Wynne apologizes to indigenous peoples for residential school abuse
Premier Kathleen Wynne formally apologized Monday to indigenous peoples for the abuse, betrayal and silence of past Ontario governments as children suffered at residential schools.
“I apologize for the province’s silence in the face of abuses and deaths at residential schools,” Ms. Wynne said. “And I apologize for the fact that residential schools are only one example of the systemic, intergenerational injustices inflicted upon indigenous communities throughout Canada.”
Her government is not the first to make a statement as part of her province’s official response to the Truth and Reconciliation Commission. Alberta issued its own apology last June. And in 2008, then-prime minister Stephen Harper offered a similar apology as part of a settlement process that included the creation of the TRC.
However, what transpired in the Ontario legislature Monday was remarkable and emotional in its own right. Several indigenous leaders and elders, including residential school survivor, Andrew Wesley, joined politicians on the floor of the ornate chamber, sitting close to the Premier, to hear her apology. The three political parties agreed unanimously to have the indigenous representatives sit with them.
Other survivors of residential schools, their relatives and indigenous leaders packed the public galleries above the chamber.
“No apology changes the past,” the Premier said. Rather, she said, it is “but one step on the journey to reconciliation and healing that we are committed to walking together.”
Ms. Wynne’s government is investing $250-million over three years for 26 new initiatives aimed at building trust and respect. The reconciliation plan, known as The Journey Together, was welcomed by aboriginal leaders.
“I think with this announcement, with the investment that is attached, the fact that residential school survivors are involved and this government is starting to reshape what this relationship looks like, I think this is a historic day,” said Ontario Regional Chief Isadore Day.
The plan includes an investment of up to $20-million over three years to “address the legacy of residential schools.” A new monument will be established in Toronto dedicated to residential school survivors. A school curriculum will be developed to educate students about the “horrors of the residential school system, the betrayals of past governments and our rights and responsibilities as treaty people … ” Ms.
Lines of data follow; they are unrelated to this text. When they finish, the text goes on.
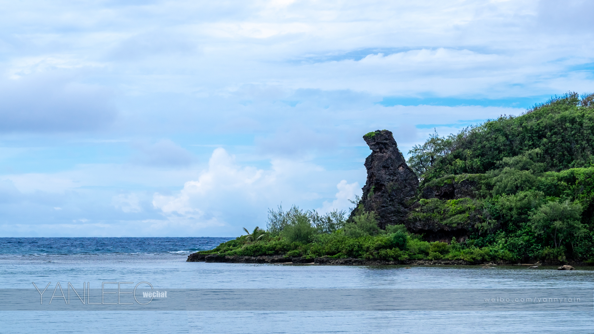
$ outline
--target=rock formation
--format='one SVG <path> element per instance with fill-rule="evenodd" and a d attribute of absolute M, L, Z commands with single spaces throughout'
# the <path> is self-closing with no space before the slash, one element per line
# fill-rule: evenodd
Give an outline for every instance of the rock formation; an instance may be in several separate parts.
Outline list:
<path fill-rule="evenodd" d="M 419 179 L 406 165 L 391 132 L 377 130 L 365 134 L 363 139 L 372 152 L 365 159 L 367 181 L 363 187 L 363 196 L 350 216 L 362 207 L 378 215 L 381 228 L 404 223 L 415 201 Z"/>

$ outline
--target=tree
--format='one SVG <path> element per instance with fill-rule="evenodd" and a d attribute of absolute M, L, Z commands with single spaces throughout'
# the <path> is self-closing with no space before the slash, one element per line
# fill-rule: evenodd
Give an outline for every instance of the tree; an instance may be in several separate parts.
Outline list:
<path fill-rule="evenodd" d="M 539 234 L 548 234 L 555 248 L 563 245 L 563 240 L 579 236 L 585 231 L 580 222 L 582 206 L 567 200 L 549 202 L 541 206 L 531 217 L 532 228 Z"/>
<path fill-rule="evenodd" d="M 434 129 L 432 134 L 429 135 L 429 139 L 422 145 L 415 145 L 409 150 L 411 155 L 407 162 L 412 168 L 419 179 L 437 161 L 449 152 L 452 140 L 450 137 L 440 137 L 437 131 Z"/>
<path fill-rule="evenodd" d="M 258 240 L 261 239 L 266 233 L 266 231 L 258 226 L 256 226 L 251 233 L 249 233 L 248 229 L 245 227 L 244 228 L 244 231 L 245 231 L 245 233 L 248 234 L 248 236 L 245 237 L 245 240 L 248 241 L 257 241 Z"/>
<path fill-rule="evenodd" d="M 380 233 L 377 226 L 377 215 L 375 212 L 364 212 L 353 217 L 353 222 L 345 225 L 345 234 L 353 239 Z"/>

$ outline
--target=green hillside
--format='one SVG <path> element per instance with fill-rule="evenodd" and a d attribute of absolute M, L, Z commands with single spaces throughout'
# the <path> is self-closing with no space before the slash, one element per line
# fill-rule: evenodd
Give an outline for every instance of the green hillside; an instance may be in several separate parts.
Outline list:
<path fill-rule="evenodd" d="M 434 134 L 409 152 L 420 191 L 472 179 L 472 191 L 422 199 L 412 215 L 466 224 L 474 230 L 469 242 L 498 242 L 526 260 L 592 259 L 593 97 L 568 93 L 520 116 Z"/>
<path fill-rule="evenodd" d="M 198 253 L 594 262 L 593 100 L 568 93 L 520 116 L 434 133 L 409 152 L 421 181 L 404 224 L 381 229 L 360 204 L 348 220 L 346 212 L 279 207 L 266 230 Z"/>

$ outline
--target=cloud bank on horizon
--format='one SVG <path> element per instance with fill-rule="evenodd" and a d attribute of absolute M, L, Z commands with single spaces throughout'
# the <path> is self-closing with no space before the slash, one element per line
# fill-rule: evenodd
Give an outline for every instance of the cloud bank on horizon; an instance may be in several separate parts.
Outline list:
<path fill-rule="evenodd" d="M 594 91 L 590 1 L 9 2 L 0 237 L 234 236 L 405 155 Z"/>

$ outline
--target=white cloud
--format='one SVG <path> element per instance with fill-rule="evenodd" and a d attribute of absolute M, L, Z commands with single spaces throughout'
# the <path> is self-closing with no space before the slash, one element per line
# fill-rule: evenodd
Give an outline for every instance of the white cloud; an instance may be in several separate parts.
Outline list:
<path fill-rule="evenodd" d="M 113 206 L 127 213 L 140 212 L 143 210 L 140 206 L 140 200 L 135 194 L 120 194 L 113 196 L 112 203 Z"/>
<path fill-rule="evenodd" d="M 347 210 L 353 206 L 353 204 L 349 200 L 355 200 L 355 195 L 361 194 L 361 189 L 359 188 L 359 182 L 357 182 L 349 184 L 347 183 L 346 179 L 343 179 L 336 185 L 336 188 L 338 188 L 336 199 L 332 201 L 332 203 L 324 201 L 322 203 L 322 207 L 317 210 L 318 212 L 324 213 L 333 210 Z"/>

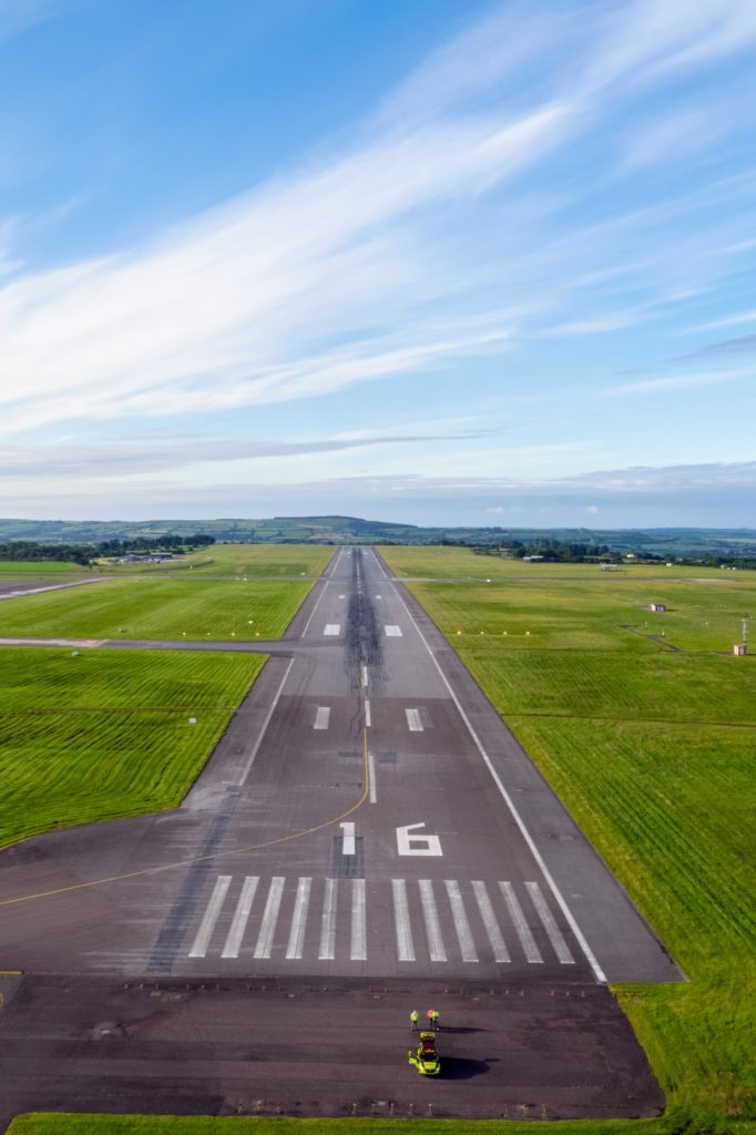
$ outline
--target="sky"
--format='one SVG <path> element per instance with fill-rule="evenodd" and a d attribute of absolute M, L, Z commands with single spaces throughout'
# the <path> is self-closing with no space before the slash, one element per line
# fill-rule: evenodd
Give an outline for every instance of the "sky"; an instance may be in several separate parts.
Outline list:
<path fill-rule="evenodd" d="M 754 0 L 0 0 L 0 514 L 756 527 Z"/>

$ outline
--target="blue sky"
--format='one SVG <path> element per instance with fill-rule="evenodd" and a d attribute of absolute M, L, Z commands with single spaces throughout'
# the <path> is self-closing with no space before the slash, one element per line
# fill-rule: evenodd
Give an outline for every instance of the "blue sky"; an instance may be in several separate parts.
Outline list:
<path fill-rule="evenodd" d="M 6 516 L 756 526 L 753 0 L 0 0 Z"/>

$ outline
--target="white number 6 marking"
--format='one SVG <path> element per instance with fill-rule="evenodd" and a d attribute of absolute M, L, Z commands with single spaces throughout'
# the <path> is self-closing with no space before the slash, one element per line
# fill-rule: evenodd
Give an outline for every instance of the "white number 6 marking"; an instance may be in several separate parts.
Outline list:
<path fill-rule="evenodd" d="M 396 848 L 400 855 L 443 855 L 437 835 L 410 835 L 415 827 L 425 824 L 406 824 L 396 829 Z"/>

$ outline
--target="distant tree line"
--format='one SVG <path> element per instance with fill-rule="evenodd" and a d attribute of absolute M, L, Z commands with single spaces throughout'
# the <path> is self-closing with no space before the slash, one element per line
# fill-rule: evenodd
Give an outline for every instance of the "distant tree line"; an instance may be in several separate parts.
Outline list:
<path fill-rule="evenodd" d="M 444 540 L 444 544 L 453 541 Z M 496 545 L 467 545 L 479 556 L 498 556 L 506 560 L 539 560 L 544 563 L 605 563 L 620 564 L 629 555 L 627 550 L 611 548 L 607 544 L 580 544 L 564 540 L 502 540 Z M 717 552 L 702 556 L 681 556 L 656 552 L 633 552 L 633 563 L 663 564 L 673 562 L 681 565 L 702 568 L 755 569 L 756 556 L 745 554 L 726 555 Z"/>
<path fill-rule="evenodd" d="M 98 544 L 40 544 L 36 540 L 10 540 L 0 544 L 0 560 L 31 561 L 33 563 L 54 560 L 87 566 L 93 560 L 106 556 L 150 555 L 156 552 L 193 552 L 216 543 L 215 536 L 194 532 L 192 536 L 156 536 L 132 540 L 101 540 Z"/>

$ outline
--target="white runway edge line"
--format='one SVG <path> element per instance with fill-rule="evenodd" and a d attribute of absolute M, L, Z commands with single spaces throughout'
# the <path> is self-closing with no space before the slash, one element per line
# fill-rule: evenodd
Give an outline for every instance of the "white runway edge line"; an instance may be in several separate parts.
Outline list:
<path fill-rule="evenodd" d="M 236 910 L 234 911 L 234 918 L 230 924 L 230 930 L 228 931 L 228 938 L 226 939 L 226 944 L 224 945 L 221 958 L 238 958 L 238 951 L 242 948 L 242 939 L 244 938 L 244 931 L 246 930 L 246 924 L 250 918 L 250 910 L 252 909 L 252 902 L 254 901 L 254 892 L 258 889 L 258 883 L 260 878 L 258 875 L 246 875 L 242 884 L 242 893 L 238 897 L 238 902 L 236 903 Z"/>
<path fill-rule="evenodd" d="M 336 571 L 336 565 L 338 564 L 338 561 L 342 558 L 343 554 L 344 554 L 344 548 L 342 548 L 342 550 L 338 553 L 338 555 L 334 560 L 333 566 L 331 566 L 330 571 L 328 572 L 328 574 L 322 577 L 322 588 L 320 589 L 320 595 L 316 599 L 316 605 L 312 608 L 312 611 L 310 612 L 310 617 L 308 619 L 306 623 L 304 624 L 304 630 L 300 634 L 300 638 L 304 638 L 304 636 L 306 634 L 306 632 L 310 630 L 310 623 L 314 619 L 314 613 L 318 609 L 318 607 L 320 606 L 320 600 L 322 599 L 324 595 L 326 594 L 326 590 L 328 589 L 328 580 L 333 578 L 333 574 Z"/>
<path fill-rule="evenodd" d="M 364 878 L 352 880 L 352 961 L 368 960 L 368 919 Z"/>
<path fill-rule="evenodd" d="M 210 936 L 216 927 L 220 908 L 222 907 L 224 899 L 226 898 L 226 892 L 230 886 L 230 875 L 218 875 L 216 885 L 212 889 L 212 894 L 210 896 L 210 901 L 208 902 L 208 909 L 204 911 L 204 918 L 200 923 L 196 938 L 192 943 L 190 958 L 204 958 L 208 952 Z"/>
<path fill-rule="evenodd" d="M 262 738 L 266 735 L 266 732 L 268 730 L 268 725 L 270 724 L 270 718 L 272 717 L 274 713 L 276 712 L 276 706 L 278 705 L 278 700 L 279 700 L 282 693 L 284 692 L 284 686 L 286 686 L 286 679 L 288 678 L 289 672 L 291 672 L 293 665 L 294 665 L 294 659 L 291 658 L 289 663 L 288 663 L 288 666 L 286 667 L 286 671 L 284 673 L 284 676 L 280 680 L 280 686 L 276 690 L 276 696 L 272 699 L 272 701 L 270 703 L 270 707 L 268 709 L 268 713 L 266 714 L 266 720 L 263 721 L 262 728 L 260 729 L 260 732 L 258 733 L 258 739 L 254 742 L 254 745 L 252 746 L 252 753 L 250 754 L 250 759 L 244 765 L 244 772 L 242 773 L 242 775 L 240 777 L 240 781 L 238 781 L 240 784 L 246 784 L 246 777 L 250 775 L 250 768 L 254 764 L 254 758 L 257 757 L 258 750 L 259 750 L 260 746 L 262 745 Z"/>
<path fill-rule="evenodd" d="M 376 557 L 376 561 L 378 562 L 379 566 L 381 566 L 380 563 L 379 563 L 379 561 L 378 561 L 378 557 L 375 554 L 375 552 L 373 552 L 373 556 Z M 381 566 L 381 571 L 383 571 L 383 566 Z M 386 574 L 386 573 L 384 572 L 384 574 Z M 502 794 L 502 799 L 504 800 L 504 802 L 506 804 L 507 808 L 510 809 L 510 812 L 512 814 L 512 817 L 514 818 L 515 824 L 520 829 L 520 833 L 522 834 L 522 838 L 524 839 L 526 843 L 530 848 L 530 852 L 531 852 L 532 857 L 535 858 L 536 863 L 538 864 L 538 867 L 540 868 L 540 872 L 541 872 L 544 878 L 548 883 L 548 888 L 549 888 L 552 894 L 554 896 L 556 902 L 558 903 L 558 907 L 560 907 L 562 914 L 566 918 L 566 920 L 568 920 L 568 923 L 570 925 L 570 930 L 574 934 L 574 936 L 576 936 L 576 939 L 577 939 L 577 941 L 578 941 L 578 943 L 580 945 L 580 949 L 582 950 L 583 955 L 586 956 L 588 965 L 593 969 L 594 976 L 595 976 L 596 981 L 600 982 L 602 985 L 606 985 L 606 974 L 604 973 L 604 970 L 599 966 L 598 959 L 596 958 L 596 955 L 590 949 L 590 945 L 588 944 L 588 940 L 586 939 L 586 935 L 580 930 L 580 926 L 578 925 L 578 919 L 574 917 L 574 915 L 570 910 L 570 908 L 569 908 L 569 906 L 568 906 L 568 903 L 566 903 L 566 901 L 564 899 L 564 896 L 562 894 L 562 892 L 560 891 L 558 886 L 556 885 L 556 881 L 554 880 L 554 877 L 552 876 L 552 873 L 549 872 L 548 867 L 546 866 L 544 857 L 541 856 L 540 851 L 538 850 L 538 847 L 536 846 L 536 841 L 534 840 L 532 835 L 530 834 L 530 832 L 526 827 L 526 824 L 524 824 L 524 821 L 523 821 L 522 816 L 520 815 L 520 813 L 518 812 L 518 809 L 514 807 L 514 801 L 513 801 L 512 797 L 510 796 L 510 793 L 504 788 L 504 784 L 502 783 L 502 780 L 501 780 L 498 773 L 494 768 L 494 765 L 492 763 L 490 757 L 488 756 L 488 754 L 486 753 L 486 750 L 485 750 L 485 748 L 482 746 L 482 741 L 480 740 L 480 738 L 476 733 L 474 729 L 472 728 L 472 723 L 471 723 L 470 718 L 468 717 L 467 713 L 462 708 L 462 704 L 461 704 L 460 699 L 457 698 L 456 693 L 452 689 L 452 684 L 448 681 L 446 674 L 442 670 L 440 663 L 438 662 L 438 659 L 437 659 L 436 655 L 434 654 L 434 651 L 430 649 L 430 645 L 429 645 L 428 640 L 426 639 L 425 634 L 422 633 L 422 631 L 418 627 L 415 620 L 413 619 L 412 613 L 411 613 L 410 608 L 408 607 L 406 603 L 404 602 L 404 599 L 403 599 L 403 597 L 402 597 L 402 595 L 401 595 L 401 592 L 400 592 L 396 583 L 392 582 L 392 587 L 394 588 L 394 591 L 396 594 L 396 598 L 400 600 L 400 603 L 404 607 L 404 609 L 405 609 L 405 612 L 406 612 L 406 614 L 408 614 L 408 616 L 410 619 L 410 622 L 412 623 L 412 625 L 414 627 L 415 631 L 420 636 L 420 641 L 422 642 L 422 645 L 425 646 L 426 650 L 428 651 L 428 654 L 432 658 L 434 665 L 435 665 L 436 670 L 438 671 L 438 673 L 440 675 L 440 680 L 443 681 L 444 686 L 448 690 L 448 695 L 450 695 L 452 701 L 454 703 L 454 705 L 456 706 L 462 721 L 467 725 L 468 732 L 470 733 L 470 737 L 472 738 L 472 740 L 474 742 L 474 746 L 478 749 L 478 753 L 482 757 L 482 759 L 484 759 L 484 762 L 486 764 L 486 767 L 488 768 L 488 772 L 493 776 L 494 783 L 496 784 L 496 788 L 498 789 L 498 791 Z"/>

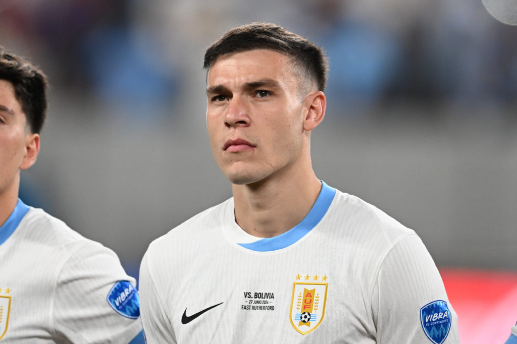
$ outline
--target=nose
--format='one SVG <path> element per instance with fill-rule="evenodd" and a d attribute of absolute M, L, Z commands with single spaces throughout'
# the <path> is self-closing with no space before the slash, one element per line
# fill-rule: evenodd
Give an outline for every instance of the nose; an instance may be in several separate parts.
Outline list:
<path fill-rule="evenodd" d="M 248 108 L 246 100 L 234 95 L 229 101 L 226 107 L 224 124 L 228 128 L 247 127 L 250 124 Z"/>

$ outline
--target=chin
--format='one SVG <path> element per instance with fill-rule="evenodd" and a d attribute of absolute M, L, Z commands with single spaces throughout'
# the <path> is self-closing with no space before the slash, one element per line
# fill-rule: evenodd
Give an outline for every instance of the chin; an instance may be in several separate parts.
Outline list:
<path fill-rule="evenodd" d="M 250 171 L 226 171 L 224 175 L 232 184 L 236 185 L 253 184 L 267 177 L 265 173 L 253 173 Z"/>

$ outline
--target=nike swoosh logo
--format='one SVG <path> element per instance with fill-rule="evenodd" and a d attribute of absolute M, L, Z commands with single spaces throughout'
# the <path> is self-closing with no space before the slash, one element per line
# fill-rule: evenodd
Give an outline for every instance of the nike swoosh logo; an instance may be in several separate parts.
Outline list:
<path fill-rule="evenodd" d="M 193 314 L 191 316 L 187 315 L 187 308 L 185 308 L 185 311 L 184 311 L 183 312 L 183 315 L 181 316 L 181 323 L 183 324 L 188 324 L 192 320 L 193 320 L 194 319 L 195 319 L 197 317 L 200 316 L 200 315 L 204 313 L 205 312 L 208 311 L 210 309 L 211 309 L 212 308 L 217 307 L 219 305 L 222 305 L 222 304 L 223 304 L 222 302 L 221 302 L 221 303 L 218 303 L 217 305 L 214 305 L 214 306 L 210 306 L 208 308 L 205 308 L 203 310 L 199 311 L 195 314 Z"/>

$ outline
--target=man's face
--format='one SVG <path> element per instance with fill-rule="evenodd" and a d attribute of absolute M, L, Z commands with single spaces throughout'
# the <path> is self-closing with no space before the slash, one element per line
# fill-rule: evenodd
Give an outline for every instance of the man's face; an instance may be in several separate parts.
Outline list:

Wynne said in her speech.
There were 18 residential schools in Ontario, operating from 1828 to 1991 – they took in children from the ages of 5 to 14. According to the government’s report, 462 children died in the residential schools in Ontario; an unknown number are missing.
Up to $150-million over three years will be invested in “life promotion support” and “new mental health an addiction supports,” according to the plan.
The plan also includes marking the first week of November as Treaties Recognition Week; the Ministry of Aboriginal Affairs will be renamed the Ministry of Indigenous Relations and Reconciliation, and a justice system will be built to respond to “indigenous legal principles, autonomy and cultures,” Ms. Wynne announced.
Mr. Wesley told the legislature about his experiences in residential schools, at first asking why he should reconcile with the government or the Catholic Church.
“I was taken away. I was beaten up. But I didn’t do anything wrong. Why should I reconcile to the government, to the church?” he asked. But he said his wife encouraged him to reconcile.
“I started to understand what reconciliation is all about and as I get old I started to understand more that I have to talk about the abuse and be able to release the pain I was carrying,” he said.
For Shirley Roach, 77, a residential-school survivor, it was an incredible day. “I was 7” when she was taken to a residential school, she said. “You were always scared.”
Ms. Roach was beaten with a strap and sexually abused, she said, during the seven years she spent at residential schools in Sault Ste. Marie.
“I just don’t like going back there,” she said, tears streaming down her face.
Her daughter, Dianne, who accompanied her Monday, believes that “today marks a change in our future.”
“People don’t know our history,” she said. “They don’t know that residential schools were part of Canada, a part of the education system for our kids. I think educating the rest of Canada starting at elementary school right up to postsecondary, you’ll get more empathy.”
Her mother, however, doesn’t believe she will see the healing complete in her lifetime: “But for my kids and my grandkids, and my great-grandkids and my great-grea-grandkids, this is what I want – for them to have it.”